Tuesday, 14 October 2008

Blog fatigue

I read somewhere that people start up blogs, are all gung ho, but then in a few months just lose their mojo. So a look at my postings - a paltry six in September, this is the first in October - seems I've hit the wall. True, I have been busy, but it doesn't take much to dash off a few lines, now does it? And it's not like I am doing this for the amusement of anyone but myself.

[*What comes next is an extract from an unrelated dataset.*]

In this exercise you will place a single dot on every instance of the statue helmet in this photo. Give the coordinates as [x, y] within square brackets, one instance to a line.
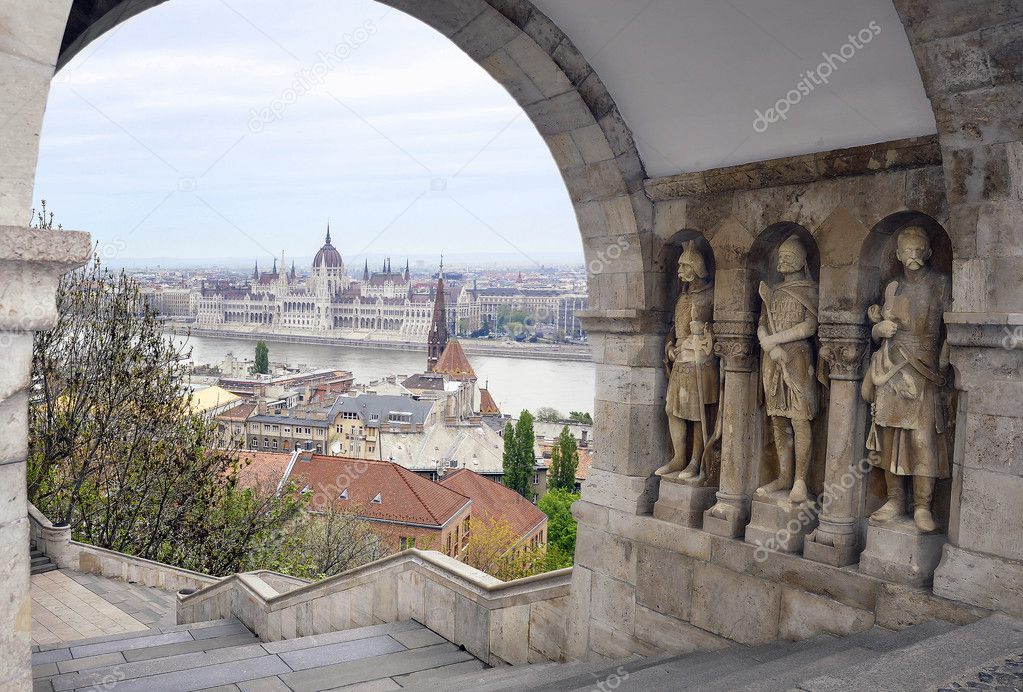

But then again, I am doing it for other people - in that this is a public facing diary if I can't just write whatever stuff that comes to my head like I do in my regular diary. Or, ahem (voice deepening) my journal - the old fashioned one kept with pen and ink and a Moleskine notebook (I do have a bit of a Moleskine fetish it has to be said. Have you seen the new Volant range? And the soft cover notebooks - oh yeah, baby, 'get in touch with your softer side') Sorry, drifted off there. Anyway, I made the mistake of re-reading an older diary, and the overwrought stuff within brought a flush of embarrassment to my face. And that was stuff I wrote just a year ago. Hate to look at my teenage diaries.

Anyway, let's get back to the blog; my life filtered, cleaned up and suitable for blog-cast.

I have mentioned before that I live next door to a mental hospital and have on occasion come across some of its patients. Tonight, there was a big black fellow outside the hospital, clinging to a lamppost as if a lover, yelling in a West African accent: 'I didn't kill any individuals' over and over again. And as I came closer swivelling his eyes on me, trying to make me understand that he didn't kill any individuals.

Now, that gives one pause. The Bedlamites I come across are usually rather benign, bumbling around in just their dressing gowns - confused more than anything else. I found myself nodding to this man, though he seemed like he might have killed individuals and maybe even entire villages of people in some child soldiering past in Sierra Leone.